すべての花へそして君へ②
そしてユズちゃんは、「……じゃあほっぺにする」と、本当にほっぺにして行きました。でも、ものすごい嬉しそうに笑ってたから、わたしも嬉しくなっちゃった。
……頑張れ。ユズちゃん。カナデくん。
「……こない、ね」
ぽろっと出た声は、なんだかものすごく寂しげだった。それがなんだかおかしくて、ちょっと笑ったりして。
別に、今日は何か約束をしていたわけじゃない。だから、こんなこと思うのもおかしいのにな。
「……寂しいな。ヒナタくん……」
部屋の隅っこで一人、膝を抱えて。そこに額を置くと同時にそんな言葉がこぼれ落ちた。
今すぐあの扉から、「何やってんの」って言いながら迎えに来てくれないだろうか。キク先生みたいに、堂々と女王様を攫いに来てくれないだろうか。カナデくんみたいに、照れながら会いに来てくれないだろうか。
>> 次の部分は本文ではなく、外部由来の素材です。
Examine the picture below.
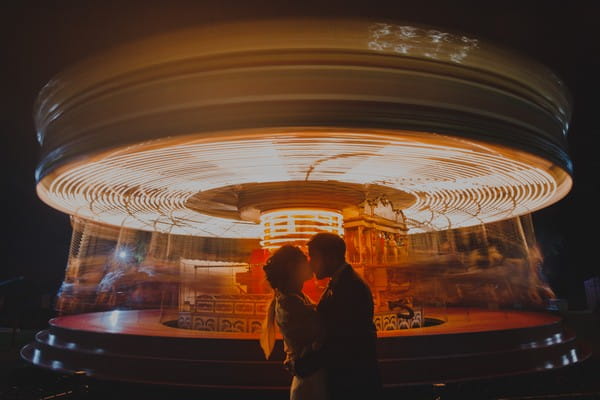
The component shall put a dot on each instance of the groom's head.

……わたしのお日様は、もう眠ってしまったのだろうか。
「かあー……っ。だめだな。たった一晩なのに……」
たとえ離れていても心は繋がってるから……なんて、サラさんに言っておきながら。結局は、言葉とは裏腹にこんなに近くにいたとしても、寂しいものは寂しくて。
「ヒナタくん無しじゃ、生きていけないや。わたし」
何、やってるんだろうね。
扉をじっと見ていたところで。ずっとスマホを握り締めていたところで。あんな意地悪ばっかりだけど、わたしのことを第一に考えてくれるやさしい王子様が、こんな時間に、ここへ来るわけないのに。
――――――…………
――――……
そんな状態のままウトウトしていると、いつの間にか時間は3時をまわっていた。まだ、二人とも帰ってきていない。
(……いちご)
キサちゃんかユズちゃんのものだろうか。そんなわたしの、ぼんやりとした視界に映るのは、荷物の近くに落ちている苺柄のポーチ。
……イチゴ。strawberry。果物。赤……。
「……あ」
それを見ていて思い出した言葉に、気付けばスマホを握り締めたままわたしは、部屋を飛び出していた。